Scope 3 data, which tracks the emissions of businesses within corporate supply and distribution chains, is now reported fully or in part by 42 per cent of global listed companies surveyed by financial data and index giant MSCI. The figure is 17 percentage points higher than in 2022 and all the more remarkable considering that few regulations yet demand the reporting of indirect emissions information.
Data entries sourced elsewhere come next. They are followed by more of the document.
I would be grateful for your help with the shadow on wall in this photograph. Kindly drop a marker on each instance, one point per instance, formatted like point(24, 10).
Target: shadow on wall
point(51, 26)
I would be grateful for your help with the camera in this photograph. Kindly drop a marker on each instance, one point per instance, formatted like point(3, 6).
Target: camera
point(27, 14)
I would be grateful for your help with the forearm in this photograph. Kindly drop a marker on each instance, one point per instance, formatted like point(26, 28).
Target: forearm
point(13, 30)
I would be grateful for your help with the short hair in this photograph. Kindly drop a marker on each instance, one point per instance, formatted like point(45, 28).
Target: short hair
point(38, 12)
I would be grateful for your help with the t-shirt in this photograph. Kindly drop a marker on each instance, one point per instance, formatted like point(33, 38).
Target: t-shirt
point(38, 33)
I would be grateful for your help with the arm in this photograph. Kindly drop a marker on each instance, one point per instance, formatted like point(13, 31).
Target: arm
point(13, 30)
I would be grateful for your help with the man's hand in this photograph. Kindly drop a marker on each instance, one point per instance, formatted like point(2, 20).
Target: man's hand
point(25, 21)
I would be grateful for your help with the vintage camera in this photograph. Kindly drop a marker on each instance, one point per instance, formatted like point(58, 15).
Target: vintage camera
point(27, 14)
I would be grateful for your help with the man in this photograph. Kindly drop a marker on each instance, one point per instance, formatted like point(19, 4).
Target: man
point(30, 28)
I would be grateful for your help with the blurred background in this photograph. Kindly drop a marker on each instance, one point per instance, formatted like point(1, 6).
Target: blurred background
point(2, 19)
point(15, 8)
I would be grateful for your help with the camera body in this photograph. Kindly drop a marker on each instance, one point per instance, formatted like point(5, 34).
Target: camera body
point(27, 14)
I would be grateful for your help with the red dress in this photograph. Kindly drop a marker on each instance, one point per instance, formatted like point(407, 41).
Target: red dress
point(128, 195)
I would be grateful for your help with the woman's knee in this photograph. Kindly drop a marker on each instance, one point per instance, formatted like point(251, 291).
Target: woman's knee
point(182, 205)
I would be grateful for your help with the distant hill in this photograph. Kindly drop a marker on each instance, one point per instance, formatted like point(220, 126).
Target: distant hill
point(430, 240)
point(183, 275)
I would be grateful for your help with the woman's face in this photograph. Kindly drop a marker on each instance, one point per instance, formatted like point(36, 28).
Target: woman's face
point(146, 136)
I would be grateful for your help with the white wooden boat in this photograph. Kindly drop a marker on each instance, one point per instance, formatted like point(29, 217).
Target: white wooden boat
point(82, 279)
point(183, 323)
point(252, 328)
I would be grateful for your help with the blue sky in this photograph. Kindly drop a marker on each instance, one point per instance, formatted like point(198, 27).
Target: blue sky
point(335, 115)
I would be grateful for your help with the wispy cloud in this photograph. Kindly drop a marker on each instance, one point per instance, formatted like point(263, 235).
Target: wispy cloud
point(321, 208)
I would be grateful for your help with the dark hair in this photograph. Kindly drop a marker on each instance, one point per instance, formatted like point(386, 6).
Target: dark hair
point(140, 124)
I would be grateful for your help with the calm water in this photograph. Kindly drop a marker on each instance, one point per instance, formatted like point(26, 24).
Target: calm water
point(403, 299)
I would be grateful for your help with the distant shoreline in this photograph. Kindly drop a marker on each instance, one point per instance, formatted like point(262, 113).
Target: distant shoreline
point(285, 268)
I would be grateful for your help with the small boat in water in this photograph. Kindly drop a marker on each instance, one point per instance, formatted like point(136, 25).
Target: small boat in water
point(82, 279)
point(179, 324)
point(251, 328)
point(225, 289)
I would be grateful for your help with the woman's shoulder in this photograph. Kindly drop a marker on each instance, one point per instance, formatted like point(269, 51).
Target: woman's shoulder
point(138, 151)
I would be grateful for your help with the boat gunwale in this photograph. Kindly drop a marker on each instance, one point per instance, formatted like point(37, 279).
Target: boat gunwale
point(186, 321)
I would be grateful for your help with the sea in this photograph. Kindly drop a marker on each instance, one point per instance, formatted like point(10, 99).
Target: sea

Disclosures of data on Scope 1 and 2 emissions – those produced directly by companies’ own activities and the energy suppliers they engage – jumped 16 percentage points in the year to 60 per cent, according to the latest edition of MSCI’s annual “Net-Zero Tracker”.

Gaps Filling?

While gains were significantly lower among American companies, the report nevertheless said that gaps in the ESG data record might be narrowing. It said that corporate efforts, combined with the Securities and Exchange Commission’s newly formulated rules on climate disclosures, have the potential to ease data holes that are frustrating investors’ portfolio and risk management processes.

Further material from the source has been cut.